An immigration judicial board has decided to grant asylum to women who are victims of domestic abuse. The decision could open the gates for many new cases to deter deportation by using it.

The case concerns a Guatemalan immigrant named Aminta Cifuentes who immigrated illegally in 2005 with her children, according to the Telegraph. Cifuentes had been brutally abused by her husband who beat her, raped her and burned her breasts with paint thinner.

Though she attempted to contact the Guatemalan police, they told her they do not interfere in marital disputes, and her husband found her when she ran away to her parents' home. Therefore, she decided to escape to the U.S.

The Board of Immigration Appeals decided on Tuesday that Cifuentes could stay in the country after the U.S. government gave the woman asylum status, according to The New York Times. Cifuentes also proved to the judges that she had attempted to ameliorate her situation in Guatemala by going to the police, but they did not act.

According to the U.S. Citizenship and Immigration Services, asylum seekers need "protection because they have suffered persecution or fear that they will suffer persecution due to race, religion, nationality, membership in a particular social group and political opinion."

Advocates have argued that battered women fall into the social group category. But judges have failed to recognize this, and since 1995, there have been failed attempts to clarify what groups qualify.

Now women will be part of that group thanks to the ruling.

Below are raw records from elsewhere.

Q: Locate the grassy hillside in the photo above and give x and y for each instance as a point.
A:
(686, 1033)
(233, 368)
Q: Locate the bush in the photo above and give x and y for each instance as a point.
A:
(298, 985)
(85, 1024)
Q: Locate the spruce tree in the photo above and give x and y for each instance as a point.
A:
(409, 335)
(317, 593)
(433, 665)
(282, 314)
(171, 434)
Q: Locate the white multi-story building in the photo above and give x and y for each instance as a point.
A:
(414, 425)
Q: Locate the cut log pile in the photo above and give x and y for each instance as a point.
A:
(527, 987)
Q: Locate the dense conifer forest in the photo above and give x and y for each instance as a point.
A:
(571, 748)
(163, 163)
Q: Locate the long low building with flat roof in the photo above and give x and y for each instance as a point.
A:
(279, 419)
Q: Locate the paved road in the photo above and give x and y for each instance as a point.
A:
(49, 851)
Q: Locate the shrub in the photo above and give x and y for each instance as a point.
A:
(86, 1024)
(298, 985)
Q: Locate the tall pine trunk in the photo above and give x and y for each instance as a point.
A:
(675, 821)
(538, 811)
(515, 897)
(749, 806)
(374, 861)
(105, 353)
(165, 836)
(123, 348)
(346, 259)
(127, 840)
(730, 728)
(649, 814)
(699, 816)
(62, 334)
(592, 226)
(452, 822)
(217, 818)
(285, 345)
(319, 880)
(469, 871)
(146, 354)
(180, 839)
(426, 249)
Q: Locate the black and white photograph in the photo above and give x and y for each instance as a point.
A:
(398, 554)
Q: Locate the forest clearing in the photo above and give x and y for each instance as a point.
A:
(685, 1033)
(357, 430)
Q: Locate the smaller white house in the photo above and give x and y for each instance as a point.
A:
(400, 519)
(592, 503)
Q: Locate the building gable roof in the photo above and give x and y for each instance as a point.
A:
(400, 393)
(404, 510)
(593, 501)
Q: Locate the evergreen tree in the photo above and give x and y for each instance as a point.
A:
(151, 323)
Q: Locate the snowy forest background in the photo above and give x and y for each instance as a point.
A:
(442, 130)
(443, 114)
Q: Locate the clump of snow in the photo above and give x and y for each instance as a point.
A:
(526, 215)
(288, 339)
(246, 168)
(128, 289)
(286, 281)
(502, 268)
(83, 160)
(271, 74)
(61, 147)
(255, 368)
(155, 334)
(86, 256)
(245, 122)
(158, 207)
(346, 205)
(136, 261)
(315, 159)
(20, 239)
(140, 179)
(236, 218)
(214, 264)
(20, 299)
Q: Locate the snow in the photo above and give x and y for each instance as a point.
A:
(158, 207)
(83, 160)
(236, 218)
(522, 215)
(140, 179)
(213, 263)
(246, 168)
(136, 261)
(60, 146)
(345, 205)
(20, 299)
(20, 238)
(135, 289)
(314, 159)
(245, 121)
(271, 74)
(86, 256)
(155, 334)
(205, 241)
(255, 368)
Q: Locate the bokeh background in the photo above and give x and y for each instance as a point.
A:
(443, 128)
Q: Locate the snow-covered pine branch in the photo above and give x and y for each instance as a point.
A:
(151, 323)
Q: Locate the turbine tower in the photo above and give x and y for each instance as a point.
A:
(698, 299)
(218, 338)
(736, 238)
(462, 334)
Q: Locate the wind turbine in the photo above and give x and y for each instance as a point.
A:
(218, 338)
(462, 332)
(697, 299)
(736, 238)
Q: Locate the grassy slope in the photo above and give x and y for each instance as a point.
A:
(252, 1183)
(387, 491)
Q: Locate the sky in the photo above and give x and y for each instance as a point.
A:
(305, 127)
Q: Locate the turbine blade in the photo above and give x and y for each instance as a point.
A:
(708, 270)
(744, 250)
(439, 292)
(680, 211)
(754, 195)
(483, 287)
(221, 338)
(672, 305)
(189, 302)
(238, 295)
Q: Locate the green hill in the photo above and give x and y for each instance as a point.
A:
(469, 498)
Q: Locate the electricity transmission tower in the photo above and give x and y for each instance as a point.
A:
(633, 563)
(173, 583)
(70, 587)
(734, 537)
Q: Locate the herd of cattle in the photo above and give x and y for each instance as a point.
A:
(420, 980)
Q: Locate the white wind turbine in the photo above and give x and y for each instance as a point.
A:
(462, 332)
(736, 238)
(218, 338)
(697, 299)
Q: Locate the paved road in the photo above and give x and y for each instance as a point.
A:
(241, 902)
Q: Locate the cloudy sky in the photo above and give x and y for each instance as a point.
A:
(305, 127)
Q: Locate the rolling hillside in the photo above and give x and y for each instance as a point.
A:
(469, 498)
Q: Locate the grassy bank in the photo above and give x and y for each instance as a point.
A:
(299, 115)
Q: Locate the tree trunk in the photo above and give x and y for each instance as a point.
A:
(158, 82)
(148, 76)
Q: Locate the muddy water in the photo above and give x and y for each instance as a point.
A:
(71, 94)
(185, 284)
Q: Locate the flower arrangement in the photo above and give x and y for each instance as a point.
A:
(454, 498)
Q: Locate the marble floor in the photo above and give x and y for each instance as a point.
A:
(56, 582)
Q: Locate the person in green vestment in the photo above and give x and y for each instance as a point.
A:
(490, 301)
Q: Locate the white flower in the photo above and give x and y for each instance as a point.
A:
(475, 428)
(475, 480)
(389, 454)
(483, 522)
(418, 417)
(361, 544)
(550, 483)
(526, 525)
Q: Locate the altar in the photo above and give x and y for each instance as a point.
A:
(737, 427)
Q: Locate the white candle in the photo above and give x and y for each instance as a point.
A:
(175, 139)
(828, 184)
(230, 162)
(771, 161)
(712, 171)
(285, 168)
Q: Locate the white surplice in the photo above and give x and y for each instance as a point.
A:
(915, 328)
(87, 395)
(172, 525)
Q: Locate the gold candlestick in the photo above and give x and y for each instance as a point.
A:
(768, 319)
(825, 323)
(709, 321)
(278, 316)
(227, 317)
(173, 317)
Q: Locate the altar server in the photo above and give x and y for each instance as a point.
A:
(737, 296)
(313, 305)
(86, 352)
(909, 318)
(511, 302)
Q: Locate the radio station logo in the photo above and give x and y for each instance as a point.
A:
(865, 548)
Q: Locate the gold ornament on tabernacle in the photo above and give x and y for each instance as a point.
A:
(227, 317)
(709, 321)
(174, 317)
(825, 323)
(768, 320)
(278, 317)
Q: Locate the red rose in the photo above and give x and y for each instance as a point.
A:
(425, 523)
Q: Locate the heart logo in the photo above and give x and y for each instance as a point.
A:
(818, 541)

"Women who have suffered violence in these cases can now rely on the legal principles established in this ruling," said Karen Musalo, a law professor and an adviser to Ms. Cifuentes. "A judge can no longer say, 'I believe these horrible things happened to you but this is just a criminal act, this is not persecution.' "

Around 300 cases of domestic abuse are waiting to be heard by the same appeals board, reports the San Francisco Gate. The new decision could also put pressure on the administration as the government continues to deal with the influx of undocumented migrants from Central America crossing into the U.S.